La idea de crisis supone una estabilidad o un orden previo y una salida en la que también un orden y una estabilidad se reconstituyen.
Sabemos que las familias, presentadas como supuestos núcleos de estabilidad social, desde un modelo tradicional de orden subjetivo, no lo son.
De hecho, hace no tantos años atrás, las escuelas dedicaban una jornada (con acto, representaciones, comida – canasta, etc.) a homenajear a la familia, pensada ésta como la unión a través del tiempo de mamá, papá e hijo/s. La realidad se encargó de mostrarles, casi violentamente, que ese modelo ya no existía, por lo tanto, muchos establecimientos han decidido erradicar ese evento de su calendario.
Míticamente la familia tiene su origen en el momento en que los dos miembros que componen la pareja, se ilusionaron con la idea de ser “uno”, la unión de las “medias naranjas”, de la “media medallita del corazón”; creyeron ser el uno para el otro, el complemento perfecto. Desde ese lugar es desde donde se piensa que las diferencias de los caminos transitados hasta el momento del encuentro, que lo que había de no vínculo o de no experiencia en común, se puede salvar con el hecho de realizar juntos lo soñado por y para ambos.
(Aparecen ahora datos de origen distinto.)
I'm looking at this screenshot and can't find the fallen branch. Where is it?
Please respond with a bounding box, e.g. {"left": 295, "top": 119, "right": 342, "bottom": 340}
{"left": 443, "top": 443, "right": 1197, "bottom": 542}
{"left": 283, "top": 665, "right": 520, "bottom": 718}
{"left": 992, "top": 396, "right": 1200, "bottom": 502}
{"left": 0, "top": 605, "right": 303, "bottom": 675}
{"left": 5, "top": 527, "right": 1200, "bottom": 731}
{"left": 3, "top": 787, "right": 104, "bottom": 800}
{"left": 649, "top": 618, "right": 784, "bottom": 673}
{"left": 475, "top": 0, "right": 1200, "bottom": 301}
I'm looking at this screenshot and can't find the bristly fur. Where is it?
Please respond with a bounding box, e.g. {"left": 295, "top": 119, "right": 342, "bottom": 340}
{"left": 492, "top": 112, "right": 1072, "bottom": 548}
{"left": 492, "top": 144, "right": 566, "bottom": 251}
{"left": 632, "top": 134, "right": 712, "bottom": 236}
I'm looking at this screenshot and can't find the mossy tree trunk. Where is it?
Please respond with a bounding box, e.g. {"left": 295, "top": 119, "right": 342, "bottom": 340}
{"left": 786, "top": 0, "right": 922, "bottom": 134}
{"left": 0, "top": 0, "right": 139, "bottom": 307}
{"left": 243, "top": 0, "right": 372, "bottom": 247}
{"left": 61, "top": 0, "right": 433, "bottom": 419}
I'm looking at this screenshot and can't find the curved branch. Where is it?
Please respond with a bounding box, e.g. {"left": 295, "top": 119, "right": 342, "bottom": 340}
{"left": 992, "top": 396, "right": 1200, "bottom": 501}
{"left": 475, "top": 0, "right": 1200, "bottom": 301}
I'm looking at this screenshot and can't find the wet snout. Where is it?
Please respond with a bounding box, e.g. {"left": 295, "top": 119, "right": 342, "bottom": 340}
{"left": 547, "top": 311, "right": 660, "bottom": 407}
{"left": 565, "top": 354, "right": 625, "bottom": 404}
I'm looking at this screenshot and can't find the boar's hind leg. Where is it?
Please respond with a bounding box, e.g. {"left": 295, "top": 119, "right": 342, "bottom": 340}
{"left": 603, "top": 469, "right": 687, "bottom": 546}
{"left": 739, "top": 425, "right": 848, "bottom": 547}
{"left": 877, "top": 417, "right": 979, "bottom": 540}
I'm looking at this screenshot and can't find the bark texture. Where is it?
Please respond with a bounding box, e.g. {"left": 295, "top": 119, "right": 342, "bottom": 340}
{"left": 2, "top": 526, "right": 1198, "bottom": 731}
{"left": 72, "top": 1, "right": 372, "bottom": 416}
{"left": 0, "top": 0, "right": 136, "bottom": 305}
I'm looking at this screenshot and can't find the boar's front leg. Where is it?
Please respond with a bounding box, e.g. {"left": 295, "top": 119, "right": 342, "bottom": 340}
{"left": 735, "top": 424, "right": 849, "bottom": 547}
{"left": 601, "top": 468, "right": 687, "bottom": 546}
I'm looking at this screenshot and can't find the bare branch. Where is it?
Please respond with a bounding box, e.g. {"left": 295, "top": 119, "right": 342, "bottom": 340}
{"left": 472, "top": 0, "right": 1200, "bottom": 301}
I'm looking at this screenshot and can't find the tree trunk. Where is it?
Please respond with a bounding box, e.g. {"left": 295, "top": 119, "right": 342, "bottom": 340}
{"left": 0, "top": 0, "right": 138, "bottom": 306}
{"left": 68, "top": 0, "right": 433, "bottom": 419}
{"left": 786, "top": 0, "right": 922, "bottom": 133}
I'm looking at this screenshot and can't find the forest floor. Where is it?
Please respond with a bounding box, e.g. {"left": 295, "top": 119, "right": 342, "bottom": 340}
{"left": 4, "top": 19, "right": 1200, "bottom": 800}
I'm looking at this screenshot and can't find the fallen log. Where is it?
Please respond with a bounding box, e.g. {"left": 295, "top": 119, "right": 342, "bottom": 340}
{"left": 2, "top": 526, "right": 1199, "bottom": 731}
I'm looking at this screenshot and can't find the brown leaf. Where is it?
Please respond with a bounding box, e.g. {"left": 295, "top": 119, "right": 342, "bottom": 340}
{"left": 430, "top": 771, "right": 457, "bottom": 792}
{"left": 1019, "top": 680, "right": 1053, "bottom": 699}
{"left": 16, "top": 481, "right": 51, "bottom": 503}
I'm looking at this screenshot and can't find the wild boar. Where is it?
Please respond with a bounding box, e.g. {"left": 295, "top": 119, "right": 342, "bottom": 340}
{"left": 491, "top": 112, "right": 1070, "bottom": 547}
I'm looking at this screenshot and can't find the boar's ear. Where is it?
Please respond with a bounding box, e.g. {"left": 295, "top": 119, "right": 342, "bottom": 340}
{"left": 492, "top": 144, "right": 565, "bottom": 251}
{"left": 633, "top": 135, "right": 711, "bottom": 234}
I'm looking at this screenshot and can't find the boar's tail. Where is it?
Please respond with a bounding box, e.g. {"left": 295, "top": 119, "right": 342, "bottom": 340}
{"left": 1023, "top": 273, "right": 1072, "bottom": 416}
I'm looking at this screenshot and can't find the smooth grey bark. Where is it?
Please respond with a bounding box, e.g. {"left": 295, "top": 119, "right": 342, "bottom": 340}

Momento ilusorio que llamamos enamoramiento.
Desde el fondo mismo de la historia de la institución que se denomina “familia”, surgen los ideales que diseñan el “paradigma familiar”. Esto da lugar a la organización desde el sentido común, aquello que queda implícito sin mayores cuestionamientos, lo que “se debe ser y hacer” porque sí. “Para nosotros y para nuestra posteridad”, parafraseando al Preámbulo de nuestra Constitución Nacional.
La seguridad de la familia está enmarcada por los ideales, marcados por el discurso familiar que pasa de generación en generación, cuya fuente de ilusión es la estabilidad.
Lo que no es tenido en cuenta en esta ilusión es que el dolor, el sufrimiento o el desencuentro, son integrantes también de la realidad psíquica tanto individual como familiar. Es aquí donde surge la noción de crisis.
La crisis aparece ante un acontecimiento novedoso y la creencia en esta supuesta estabilidad, nos lleva a la duda casi permanente de enfrentar al conflicto o reprimirlo, repudiarlo, guardarlo debajo de la alfombra, negarlo, para poder seguir siendo…
Mamá, papá, hijitos… dos por lo menos, nena y varón en lo posible…
“Una casita blanca, una luna de plata y una canción lejana que lame el mar” dice una canción que cantaba mi papá.
Lo que se aleja de lo soñado, sin tener claro siquiera si fue por nosotros, asusta y angustia, generando momentos de crisis.
La muerte, la discapacidad, la homosexualidad, la infertilidad, la distancia…
Darnos cuenta del único saber real, que nada es para siempre, mucho menos lo soñado como ideal.